Hano didn't respond for a few heartbeats, letting his unimpressed stare do the talking, before he picked up his mug and took a calm sip of coffee, before setting it back down on his desk.

"Catherine Ironheart didn't kill your high priests," Hano said, finally. "Rather, your high priests picked a fight with her and got themselves killed as a predictable result. This is, incidentally, why the smarter gods encourage their cults to not pick fights in the first place."

"Some fights are worth picking," Fingers said. "What about those Demon Kings Ironheart's killed? We know Magnus rejected them- Ironheart's no priest, and now they're a godling with the mantles of Usurpation and Revenge. Do I need to explain to you just how bad that would be for... for everything we've built over the last few centuries?"

"Before we address the things I know and which you don't, I'd actually like to talk about the Prince of Revenge," Hano said. "Do you remember how the Demon Prince of Revenge and her retinue got onto the mortal plane? Do you remember how it was your high priestess who did that, with no real plan for what to do about them after the fact, just the assumption that it would be someone else's problem?"

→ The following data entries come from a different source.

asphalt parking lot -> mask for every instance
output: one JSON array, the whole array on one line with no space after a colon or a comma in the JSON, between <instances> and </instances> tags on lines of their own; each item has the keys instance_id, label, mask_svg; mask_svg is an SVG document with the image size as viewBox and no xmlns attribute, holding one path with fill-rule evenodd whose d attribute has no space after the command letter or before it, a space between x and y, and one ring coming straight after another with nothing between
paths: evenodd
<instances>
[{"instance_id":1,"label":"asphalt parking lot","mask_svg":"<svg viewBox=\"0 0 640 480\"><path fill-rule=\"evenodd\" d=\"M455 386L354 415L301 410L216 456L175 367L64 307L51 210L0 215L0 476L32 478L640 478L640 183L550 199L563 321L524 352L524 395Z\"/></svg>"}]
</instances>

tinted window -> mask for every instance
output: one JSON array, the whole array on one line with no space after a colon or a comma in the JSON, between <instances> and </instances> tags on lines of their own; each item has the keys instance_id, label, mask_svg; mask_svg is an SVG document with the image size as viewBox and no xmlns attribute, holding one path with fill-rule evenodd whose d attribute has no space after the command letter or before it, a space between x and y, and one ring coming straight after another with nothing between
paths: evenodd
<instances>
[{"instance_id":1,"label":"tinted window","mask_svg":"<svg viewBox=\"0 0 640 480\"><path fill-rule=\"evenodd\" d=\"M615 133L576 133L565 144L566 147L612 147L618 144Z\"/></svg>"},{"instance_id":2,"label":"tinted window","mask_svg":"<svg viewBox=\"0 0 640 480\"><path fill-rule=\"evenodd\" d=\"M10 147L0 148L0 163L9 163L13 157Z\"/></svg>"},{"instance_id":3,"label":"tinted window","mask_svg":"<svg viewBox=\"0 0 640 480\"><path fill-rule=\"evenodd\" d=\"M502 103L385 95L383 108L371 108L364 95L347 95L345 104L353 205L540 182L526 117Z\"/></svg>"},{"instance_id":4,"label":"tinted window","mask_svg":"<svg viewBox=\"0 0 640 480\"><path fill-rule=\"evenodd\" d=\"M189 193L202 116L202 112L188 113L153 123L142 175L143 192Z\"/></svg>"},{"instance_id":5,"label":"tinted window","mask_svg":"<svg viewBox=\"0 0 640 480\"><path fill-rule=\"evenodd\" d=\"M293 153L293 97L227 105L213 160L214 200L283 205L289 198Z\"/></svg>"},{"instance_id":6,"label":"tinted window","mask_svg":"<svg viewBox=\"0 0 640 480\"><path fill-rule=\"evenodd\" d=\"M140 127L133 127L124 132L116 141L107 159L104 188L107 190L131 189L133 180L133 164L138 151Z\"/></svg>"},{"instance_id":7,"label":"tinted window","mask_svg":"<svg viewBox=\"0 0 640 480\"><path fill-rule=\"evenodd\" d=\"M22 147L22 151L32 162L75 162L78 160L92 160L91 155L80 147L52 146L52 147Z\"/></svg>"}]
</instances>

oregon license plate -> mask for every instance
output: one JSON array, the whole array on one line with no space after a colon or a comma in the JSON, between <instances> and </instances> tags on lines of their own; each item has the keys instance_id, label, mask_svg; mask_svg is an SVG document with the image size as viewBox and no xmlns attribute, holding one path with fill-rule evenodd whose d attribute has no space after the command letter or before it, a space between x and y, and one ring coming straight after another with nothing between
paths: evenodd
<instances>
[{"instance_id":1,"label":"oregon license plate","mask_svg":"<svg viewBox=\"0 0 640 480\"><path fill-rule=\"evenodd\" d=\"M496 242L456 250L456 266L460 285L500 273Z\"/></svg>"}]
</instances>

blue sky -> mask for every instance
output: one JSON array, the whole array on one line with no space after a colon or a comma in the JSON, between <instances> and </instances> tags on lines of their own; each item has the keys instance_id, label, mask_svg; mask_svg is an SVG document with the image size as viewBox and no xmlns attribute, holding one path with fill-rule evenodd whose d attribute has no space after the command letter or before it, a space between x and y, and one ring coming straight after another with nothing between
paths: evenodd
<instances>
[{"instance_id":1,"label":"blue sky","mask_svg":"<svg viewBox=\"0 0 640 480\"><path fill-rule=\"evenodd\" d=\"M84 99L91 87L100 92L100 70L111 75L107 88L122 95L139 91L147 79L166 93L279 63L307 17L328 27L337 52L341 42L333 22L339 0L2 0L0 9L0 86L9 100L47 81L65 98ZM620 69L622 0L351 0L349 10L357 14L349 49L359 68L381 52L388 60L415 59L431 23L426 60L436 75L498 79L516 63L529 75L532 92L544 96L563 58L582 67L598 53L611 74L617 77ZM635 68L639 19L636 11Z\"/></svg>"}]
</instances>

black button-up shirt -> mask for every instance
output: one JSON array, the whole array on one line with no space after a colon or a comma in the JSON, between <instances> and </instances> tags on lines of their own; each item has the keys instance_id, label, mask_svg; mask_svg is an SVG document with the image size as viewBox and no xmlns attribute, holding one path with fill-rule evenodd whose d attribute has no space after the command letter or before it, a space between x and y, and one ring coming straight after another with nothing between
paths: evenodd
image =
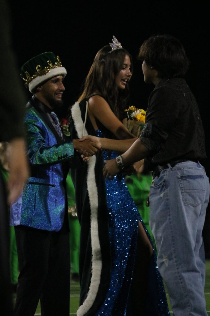
<instances>
[{"instance_id":1,"label":"black button-up shirt","mask_svg":"<svg viewBox=\"0 0 210 316\"><path fill-rule=\"evenodd\" d=\"M150 153L150 170L178 159L206 158L198 107L185 80L163 79L149 99L146 124L140 136Z\"/></svg>"}]
</instances>

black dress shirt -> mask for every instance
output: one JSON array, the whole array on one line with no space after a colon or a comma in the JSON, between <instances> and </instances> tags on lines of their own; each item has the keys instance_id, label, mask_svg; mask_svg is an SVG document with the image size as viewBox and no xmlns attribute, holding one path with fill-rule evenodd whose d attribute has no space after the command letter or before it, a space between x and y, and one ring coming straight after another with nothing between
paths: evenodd
<instances>
[{"instance_id":1,"label":"black dress shirt","mask_svg":"<svg viewBox=\"0 0 210 316\"><path fill-rule=\"evenodd\" d=\"M185 80L163 79L151 94L140 138L150 168L178 159L206 158L198 107Z\"/></svg>"}]
</instances>

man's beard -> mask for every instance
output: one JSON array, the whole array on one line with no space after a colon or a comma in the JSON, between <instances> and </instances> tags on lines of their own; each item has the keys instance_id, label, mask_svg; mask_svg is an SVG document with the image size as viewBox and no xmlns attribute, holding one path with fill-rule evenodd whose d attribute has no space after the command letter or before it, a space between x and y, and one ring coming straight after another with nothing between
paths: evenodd
<instances>
[{"instance_id":1,"label":"man's beard","mask_svg":"<svg viewBox=\"0 0 210 316\"><path fill-rule=\"evenodd\" d=\"M63 106L63 100L57 100L54 98L52 98L51 96L46 94L45 96L45 99L49 102L50 106L54 109L59 109L62 107Z\"/></svg>"}]
</instances>

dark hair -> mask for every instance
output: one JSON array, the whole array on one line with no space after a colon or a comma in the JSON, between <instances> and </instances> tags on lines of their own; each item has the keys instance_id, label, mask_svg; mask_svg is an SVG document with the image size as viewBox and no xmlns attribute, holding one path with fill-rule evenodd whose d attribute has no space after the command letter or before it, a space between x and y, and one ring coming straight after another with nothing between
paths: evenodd
<instances>
[{"instance_id":1,"label":"dark hair","mask_svg":"<svg viewBox=\"0 0 210 316\"><path fill-rule=\"evenodd\" d=\"M145 41L138 58L157 70L160 78L183 77L189 64L180 42L166 34L153 35Z\"/></svg>"},{"instance_id":2,"label":"dark hair","mask_svg":"<svg viewBox=\"0 0 210 316\"><path fill-rule=\"evenodd\" d=\"M110 46L107 45L97 53L85 79L83 92L78 100L80 101L98 91L116 116L122 119L128 97L129 88L127 84L124 89L119 89L116 83L116 78L122 68L126 55L130 58L132 73L132 58L124 48L111 51L111 50Z\"/></svg>"}]
</instances>

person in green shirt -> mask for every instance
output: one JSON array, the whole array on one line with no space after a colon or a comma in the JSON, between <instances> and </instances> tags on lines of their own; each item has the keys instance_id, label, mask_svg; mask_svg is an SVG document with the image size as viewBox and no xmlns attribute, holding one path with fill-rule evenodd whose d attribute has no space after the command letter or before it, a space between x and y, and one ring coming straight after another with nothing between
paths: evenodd
<instances>
[{"instance_id":1,"label":"person in green shirt","mask_svg":"<svg viewBox=\"0 0 210 316\"><path fill-rule=\"evenodd\" d=\"M70 229L70 256L71 280L79 282L79 251L80 226L77 215L75 190L69 171L66 179Z\"/></svg>"}]
</instances>

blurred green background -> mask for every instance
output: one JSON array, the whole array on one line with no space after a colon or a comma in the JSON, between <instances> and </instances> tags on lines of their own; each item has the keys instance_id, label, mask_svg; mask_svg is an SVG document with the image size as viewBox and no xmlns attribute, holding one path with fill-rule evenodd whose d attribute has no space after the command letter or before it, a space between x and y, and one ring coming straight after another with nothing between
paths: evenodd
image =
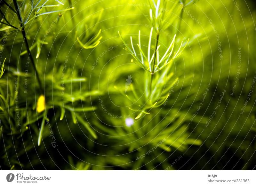
<instances>
[{"instance_id":1,"label":"blurred green background","mask_svg":"<svg viewBox=\"0 0 256 186\"><path fill-rule=\"evenodd\" d=\"M172 67L179 80L170 96L139 119L124 94L131 91L127 83L144 81L144 70L131 62L117 31L137 44L140 30L147 45L152 3L61 1L44 11L56 12L25 27L42 92L21 32L1 24L1 169L255 168L255 1L183 1L189 4L183 9L180 2L167 1L170 25L160 33L161 47L166 50L175 34L178 45L190 40ZM31 2L18 2L26 17ZM17 15L0 4L2 16L19 27ZM77 39L89 46L98 33L102 38L92 48ZM39 112L42 94L46 109Z\"/></svg>"}]
</instances>

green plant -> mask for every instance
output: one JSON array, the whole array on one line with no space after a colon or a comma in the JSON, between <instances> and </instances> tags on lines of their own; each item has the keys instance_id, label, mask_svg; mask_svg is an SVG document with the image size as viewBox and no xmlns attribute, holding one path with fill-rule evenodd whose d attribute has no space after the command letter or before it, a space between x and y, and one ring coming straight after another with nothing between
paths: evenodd
<instances>
[{"instance_id":1,"label":"green plant","mask_svg":"<svg viewBox=\"0 0 256 186\"><path fill-rule=\"evenodd\" d=\"M182 50L181 50L181 49L182 46L183 42L181 42L178 50L176 51L174 51L176 37L176 35L175 35L167 50L163 53L164 54L162 56L159 57L160 45L158 45L158 43L160 35L161 32L165 31L171 23L166 23L165 20L165 19L166 19L164 16L166 10L166 2L163 1L163 4L161 6L160 0L158 0L156 3L154 0L152 0L152 2L155 8L154 11L154 14L153 15L153 10L150 9L149 10L150 20L152 27L150 30L147 47L147 56L144 54L141 47L140 30L139 31L139 42L137 44L139 52L135 51L132 37L131 36L130 39L132 49L126 44L118 31L118 34L125 46L125 48L124 49L132 55L135 60L135 62L136 64L144 69L150 74L150 77L149 79L147 78L146 76L148 74L146 74L145 76L144 86L137 85L137 86L144 88L144 89L140 91L144 93L142 95L138 96L133 86L131 87L133 93L133 98L130 98L128 96L126 95L132 101L134 99L136 103L139 107L139 108L137 110L130 108L132 110L140 112L139 115L135 118L136 119L139 118L143 114L150 113L147 111L161 106L168 98L170 94L169 90L178 81L178 78L175 79L174 80L172 80L173 75L173 73L170 72L172 64L174 59L181 54L189 41L189 39L188 39L186 44L183 47ZM170 17L171 11L176 5L176 4L173 5L169 13L166 15L167 18ZM153 29L156 32L156 41L154 47L152 48L151 46ZM152 50L153 50L153 53L151 55L150 51ZM132 59L132 61L133 61L133 60ZM161 72L159 71L162 69L164 69L164 72L160 73ZM159 73L157 75L159 77L157 78L155 74L158 72ZM172 82L171 82L172 81ZM154 87L153 89L152 87ZM143 99L139 99L139 97L143 97Z\"/></svg>"}]
</instances>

Fingers gritted his teeth, but said nothing.

"So let's simmer the fuck down, alright?" Hano said. "Because you do not have the moral high ground here, Fingers. If our working relationship was even a hair worse, I would be mopping the pavement of Hikaano Square with your face. Now... As it so happens, I did assign one of my Paladins to assassinate Sir Ironheart, in the aftermath of the Paimon episode. That didn't work out, but as time passed, I learned a few key details that you might've noticed as well. First and foremost... Ever notice how, after killing Paimon, Joseph just continued on to Mount Fate, attending the University and joining the Adventurer's Guild? And then, barely two months into Catherine's career with the Guild, she took a mission for the Admiralty and destroyed a fleet of sky pirates?"

"...That's it?" Fingers hissed. "That's it?! That is your excuse? That this goddamn knife-eared freak is fucking USEFUL?! Have you lost your goddamn mind?! Have you somehow managed to forget how usurpation works?! Of course it's useful, of course that freak is playing nice! Right up until your guard is down and it can stab you in the back and go through your pockets!"

"If she kills you first, it'll still be a win," Hano said dryly. "At any rate, I'm done entertaining this temper tantrum. I personally prefer having Catherine alive- not enough to protect her, but if you want to avenge your darling Tenpennies, you'll have to do it yourself. Dismissed."

Fingers grit his teeth, before disappearing.

He reappeared behind Hano, with one hand wrapped in the half-elf's dirty-blonde hair and the other holding a dagger to Hano's throat.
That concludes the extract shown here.